Cela se traduit dans le deuxième motif de morosité : Pour Juncker, l’enseignement principal de la crise est qu’il n’est pas « possible de bâtir une croissance durable sur des montagnes de dettes sans cesse plus hautes ». Les socialistes ne contestent pas ce point, ils contestent que ce soit « la leçon enseignée par la crise ». C’était d’ailleurs le principal point de divergence visible entre Juncker et Schulz pendant les débats européens. Que Juncker réitère sa croyance n’est pas surprenant, mais c’est inquiétant quant à la capacité de la future Commission à faire sortir l’Europe renforcée de la crise.

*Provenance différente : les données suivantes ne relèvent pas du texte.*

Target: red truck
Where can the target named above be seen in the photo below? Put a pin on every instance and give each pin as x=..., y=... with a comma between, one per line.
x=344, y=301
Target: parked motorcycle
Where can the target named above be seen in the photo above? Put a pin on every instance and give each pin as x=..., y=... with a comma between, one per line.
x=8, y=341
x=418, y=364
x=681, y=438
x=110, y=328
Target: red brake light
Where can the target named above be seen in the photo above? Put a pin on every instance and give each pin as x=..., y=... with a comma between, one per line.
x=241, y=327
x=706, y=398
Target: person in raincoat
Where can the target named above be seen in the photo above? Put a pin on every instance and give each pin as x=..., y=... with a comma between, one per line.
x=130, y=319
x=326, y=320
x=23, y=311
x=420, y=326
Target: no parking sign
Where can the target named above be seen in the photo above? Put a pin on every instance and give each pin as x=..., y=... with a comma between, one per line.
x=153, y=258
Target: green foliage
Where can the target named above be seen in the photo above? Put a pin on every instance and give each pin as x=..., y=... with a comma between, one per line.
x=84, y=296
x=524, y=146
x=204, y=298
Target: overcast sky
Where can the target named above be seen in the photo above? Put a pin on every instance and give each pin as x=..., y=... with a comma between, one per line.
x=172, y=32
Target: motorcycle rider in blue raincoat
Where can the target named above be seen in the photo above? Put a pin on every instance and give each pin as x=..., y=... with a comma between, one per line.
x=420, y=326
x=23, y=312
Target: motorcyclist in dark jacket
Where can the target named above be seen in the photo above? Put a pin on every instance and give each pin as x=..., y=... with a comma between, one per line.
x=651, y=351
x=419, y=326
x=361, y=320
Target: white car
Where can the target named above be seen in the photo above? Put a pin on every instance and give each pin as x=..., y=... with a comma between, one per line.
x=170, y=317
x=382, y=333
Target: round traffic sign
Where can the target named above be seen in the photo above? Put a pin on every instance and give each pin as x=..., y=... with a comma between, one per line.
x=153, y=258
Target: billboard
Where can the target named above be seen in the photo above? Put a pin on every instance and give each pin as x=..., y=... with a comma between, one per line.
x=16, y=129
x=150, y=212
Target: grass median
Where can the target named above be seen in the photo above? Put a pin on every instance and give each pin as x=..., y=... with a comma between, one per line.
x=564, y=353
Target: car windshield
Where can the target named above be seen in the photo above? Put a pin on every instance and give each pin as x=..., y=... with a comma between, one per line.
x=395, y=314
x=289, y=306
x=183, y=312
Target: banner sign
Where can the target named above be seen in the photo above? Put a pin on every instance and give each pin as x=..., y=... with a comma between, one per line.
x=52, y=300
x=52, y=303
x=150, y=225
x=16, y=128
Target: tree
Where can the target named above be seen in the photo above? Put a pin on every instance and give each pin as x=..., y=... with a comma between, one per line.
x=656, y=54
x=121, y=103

 L’on retrouve là, enfin, le flou du discours de Juncker devant le Parlement : nous partageons ses orientations, mais nous sommes convaincus que le chemin proposé est une impasse. De même, Juncker a beaucoup insisté sur sa volonté d’indépendance envers le Conseil. De belles intentions, mais dont on peut douter – au moins actuellement – qu’elles seront suivies d’effets. Ne l’oublions pas : pour nous, et malgré le psychodrame joué au Conseil, Juncker est le candidat des États. Il n’est pas un parlementaire mais un (ancien) chef d’État, et il a été poussé par Angela Merkel, représentant des États. Ceux-ci ont tergiversé mais l’on finalement élu à l’unanimité moins deux.

Nous, socialistes, espérons sérieusement que Juncker réussisse à faire de l’Europe l’espace de prospérité et de démocratie qu’elle vise à être. Mais nous en doutons. C’est notre dramatique paradoxe : pour maximiser les chances de réussite, nous participons à une coalition qui, à nos yeux, a peu de chances de réussir. Or, comme l’a dit lui-même notre nouveau président de la Commission, les citoyens européens ne pardonneraient pas un autre échec.